Along the way I got to traipse around with a sort of distant familiarity. We left Vermont just a smidge less than one year ago. And while Burlington is far larger than the towns in Wisconsin I remember from my youth, I always struck when things change so little and the faces stay so much the same. Little differences - the parking lot at the Dean Campaign's offices which was always overflowing onto and along the streets surrounding the suburban office park that now houses its offspring "Democracy for America" now looks like the half-filled-at-best space around a Chili's or TGIFridays. The Burlington Bikeway/Waterfront along the coast of Lake Champlain is being increasingly developed. But the little details remain very much the same. After I ran Greg's insanely fit dog, Juke, along the Bikeway Monday morning (or rather, Juke ran me) I asked a homeless man walking toward me "how's it goin'" to which he replied - "not so bad" - even the downtrodden often present an upbeat outward appearance. I stuck my head in the brewpub Three Needs (their "Duff Beer Hour" that accompanies broadcast of "The Simpsons" is still the best Happy Hour idea I've ever encountered) and saw many of the same faces three deep to the bar watching the same episodes and laughing heartily at the same jokes. I mistakedly parked in a loading zone for 15 minutes while getting sandwiches at Mirabelle's and coffee at Muddy Waters for the trip Tuesday and didn't get the $7.50 ticket that I assume is still the going rate for such an infraction there (SF's $35 hovering MeterNazis take note). I saw familiar faces everywhere, tourists by the sweaty busloads loping down Church Street, and the hazy green beauty of the foliage everywhere. Can't say I want to live there again. But it sure was nice to visit, even if only for a blip on the cosmic scale of such travels.

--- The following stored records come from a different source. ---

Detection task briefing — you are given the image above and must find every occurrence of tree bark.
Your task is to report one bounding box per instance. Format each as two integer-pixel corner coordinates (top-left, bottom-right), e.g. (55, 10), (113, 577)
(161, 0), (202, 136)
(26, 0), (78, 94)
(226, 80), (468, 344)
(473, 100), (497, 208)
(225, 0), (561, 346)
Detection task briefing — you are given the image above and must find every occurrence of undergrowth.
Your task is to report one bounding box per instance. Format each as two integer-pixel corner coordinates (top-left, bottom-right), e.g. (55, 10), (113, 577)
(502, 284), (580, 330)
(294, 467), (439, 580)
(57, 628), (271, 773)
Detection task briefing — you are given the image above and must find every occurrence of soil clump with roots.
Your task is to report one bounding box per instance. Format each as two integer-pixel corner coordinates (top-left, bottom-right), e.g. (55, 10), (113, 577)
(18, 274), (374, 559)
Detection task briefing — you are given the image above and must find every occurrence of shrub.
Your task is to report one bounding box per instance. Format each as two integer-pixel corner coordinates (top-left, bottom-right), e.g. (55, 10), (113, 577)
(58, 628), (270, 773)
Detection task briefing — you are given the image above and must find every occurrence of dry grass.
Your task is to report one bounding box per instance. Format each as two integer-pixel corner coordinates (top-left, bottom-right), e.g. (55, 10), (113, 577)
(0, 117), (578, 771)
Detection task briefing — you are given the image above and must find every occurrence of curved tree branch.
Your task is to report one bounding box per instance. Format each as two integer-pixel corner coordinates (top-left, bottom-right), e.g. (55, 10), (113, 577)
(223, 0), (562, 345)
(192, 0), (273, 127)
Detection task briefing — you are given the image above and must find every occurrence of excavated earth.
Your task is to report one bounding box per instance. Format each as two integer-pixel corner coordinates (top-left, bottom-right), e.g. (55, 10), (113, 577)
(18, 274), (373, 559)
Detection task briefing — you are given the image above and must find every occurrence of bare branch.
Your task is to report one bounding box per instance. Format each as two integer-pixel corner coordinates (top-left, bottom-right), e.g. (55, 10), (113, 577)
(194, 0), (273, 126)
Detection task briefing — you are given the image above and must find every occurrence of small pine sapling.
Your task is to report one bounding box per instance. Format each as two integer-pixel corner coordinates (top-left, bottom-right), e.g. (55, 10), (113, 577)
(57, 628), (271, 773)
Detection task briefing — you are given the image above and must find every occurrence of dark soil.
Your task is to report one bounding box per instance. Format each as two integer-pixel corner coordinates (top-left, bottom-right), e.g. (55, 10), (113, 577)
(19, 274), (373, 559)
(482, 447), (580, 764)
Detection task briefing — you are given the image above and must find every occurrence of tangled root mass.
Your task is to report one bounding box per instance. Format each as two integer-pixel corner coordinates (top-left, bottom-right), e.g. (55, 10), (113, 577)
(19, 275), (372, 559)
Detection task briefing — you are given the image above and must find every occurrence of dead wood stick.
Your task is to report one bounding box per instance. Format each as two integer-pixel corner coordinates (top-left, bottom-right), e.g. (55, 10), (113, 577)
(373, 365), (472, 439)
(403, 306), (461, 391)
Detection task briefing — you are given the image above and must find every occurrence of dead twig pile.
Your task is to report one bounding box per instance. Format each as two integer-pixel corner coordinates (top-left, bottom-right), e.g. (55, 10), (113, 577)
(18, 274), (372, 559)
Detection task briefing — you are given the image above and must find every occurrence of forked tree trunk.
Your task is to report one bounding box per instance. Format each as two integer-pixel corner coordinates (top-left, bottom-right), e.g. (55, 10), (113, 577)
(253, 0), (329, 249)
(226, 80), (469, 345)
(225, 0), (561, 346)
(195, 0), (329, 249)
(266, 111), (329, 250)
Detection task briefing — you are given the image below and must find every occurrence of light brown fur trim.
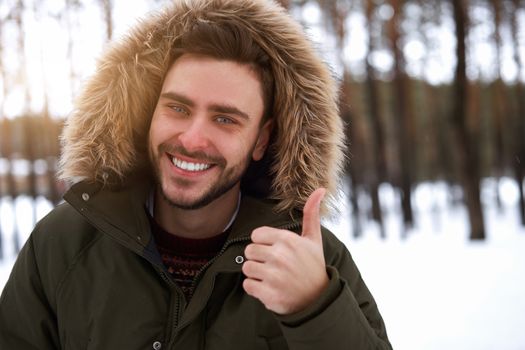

So we're back home with a TiVo full of goofy crap, emails piled up to our eholes, and oodles of other tantalizing and destracting bits of post-modern errata to slog through - amazing what less than a week of away time can leave for you to filter. Maya's now successfully completed 3 trips and she's not even 4 months old - people still marvel at her behavior and smiles come in bunches along the way. The summer ahead looks to be full of fun challenges and parenting lessons the likes of which we can't yet imagine. Look for more changes here at and the Family Buick in the weeks ahead. Let me know if you approve. Time to get the Maya's day started right and then drive Sarah in to work. Good to be back West, even if we touched down just as a 7.0 earthquake hit off the Northern Coast and a tsunami warning caused evacuations and much unneccesary speculation of when the next "Big One" is gonna happen. Your life is where you make it. And for now, I'm happy to be right here. Hope y'all can say the same. Rock on.